Volunteers are screened and trained in the program before heading to shelters, child care facilities, summer schools, and temporary class locations to bring the lessons to the students. When other disasters devastated other communities in the nation, Art Feeds moved quickly to extend their support. They’ve provided curricula and thousands of art supply packs to students affected by tornados in Oklahoma, as well as flooding in Colorado and in New Jersey. They have also partnered with Touch a Life foundation to reach out to students in Ghana. 

In the communities where Art Feeds distributed this therapeutic art curriculum, the response further revealed a necessity for art programs in schools. Moore, OK has a public school system where, out of 24 elementary schools with approximately 11,000 students enrolled, only 10 had faculty whose primary job and focus was to teach visual arts in the classroom. Neither school affected in the 2013 tornado had an established art specialist, and therefore no formal art program.

However, Art Feeds did not come into the schools because there was a need for art in the classroom; rather, there was a need for healing. Their mission statement reads, “Art Feeds believes all children are artists. We exist to feed creative development and facilitate emotional expression in children through art and community. To do this, we provide free therapeutic art and creative education programs within schools & children’s organizations by mobilizing teams of community members to bring all forms of art into classrooms.”
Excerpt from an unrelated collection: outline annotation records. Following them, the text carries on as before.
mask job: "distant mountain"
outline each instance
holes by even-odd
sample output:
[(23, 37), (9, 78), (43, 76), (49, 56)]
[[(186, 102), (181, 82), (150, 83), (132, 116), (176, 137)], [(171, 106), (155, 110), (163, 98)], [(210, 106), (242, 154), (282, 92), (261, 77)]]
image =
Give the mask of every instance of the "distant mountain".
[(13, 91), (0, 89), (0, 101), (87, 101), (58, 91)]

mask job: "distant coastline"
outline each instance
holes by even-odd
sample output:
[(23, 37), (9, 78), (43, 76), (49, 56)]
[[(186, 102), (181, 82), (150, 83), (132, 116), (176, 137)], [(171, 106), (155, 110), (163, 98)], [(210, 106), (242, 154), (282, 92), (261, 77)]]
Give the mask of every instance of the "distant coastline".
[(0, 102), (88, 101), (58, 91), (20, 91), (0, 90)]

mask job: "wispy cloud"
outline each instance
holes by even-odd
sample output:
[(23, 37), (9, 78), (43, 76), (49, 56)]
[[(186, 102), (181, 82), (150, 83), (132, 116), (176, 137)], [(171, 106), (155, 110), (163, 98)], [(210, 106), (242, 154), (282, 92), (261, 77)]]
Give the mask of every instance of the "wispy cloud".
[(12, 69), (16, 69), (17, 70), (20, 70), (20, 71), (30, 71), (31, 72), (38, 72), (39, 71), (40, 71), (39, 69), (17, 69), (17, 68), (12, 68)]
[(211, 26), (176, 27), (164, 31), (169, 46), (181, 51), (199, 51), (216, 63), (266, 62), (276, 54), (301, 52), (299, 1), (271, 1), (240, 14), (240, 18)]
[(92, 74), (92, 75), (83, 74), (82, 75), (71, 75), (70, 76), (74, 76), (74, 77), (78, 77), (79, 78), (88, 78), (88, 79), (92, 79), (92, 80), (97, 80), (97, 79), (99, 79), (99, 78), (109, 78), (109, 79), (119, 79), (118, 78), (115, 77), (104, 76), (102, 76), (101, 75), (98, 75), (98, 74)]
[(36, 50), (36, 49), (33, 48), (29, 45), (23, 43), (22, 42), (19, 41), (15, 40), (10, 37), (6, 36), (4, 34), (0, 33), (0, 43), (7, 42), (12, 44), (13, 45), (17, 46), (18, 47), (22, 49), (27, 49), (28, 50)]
This small organization has reached over 24,000 children with their resources, and continues to grow. Bourne-Hulsey began with a single student in need and has since reached tens of thousands more through art. Perhaps nothing speaks to their impact more than the numbers. Schools with Art Feeds programs boast a 100 percent return rate. They also report that 90 percent of their teachers say that the program is valuable in decreasing fear, stress, and anxiety; and 86 percent of students reported loving Art Feeds programming more than recess and lunch.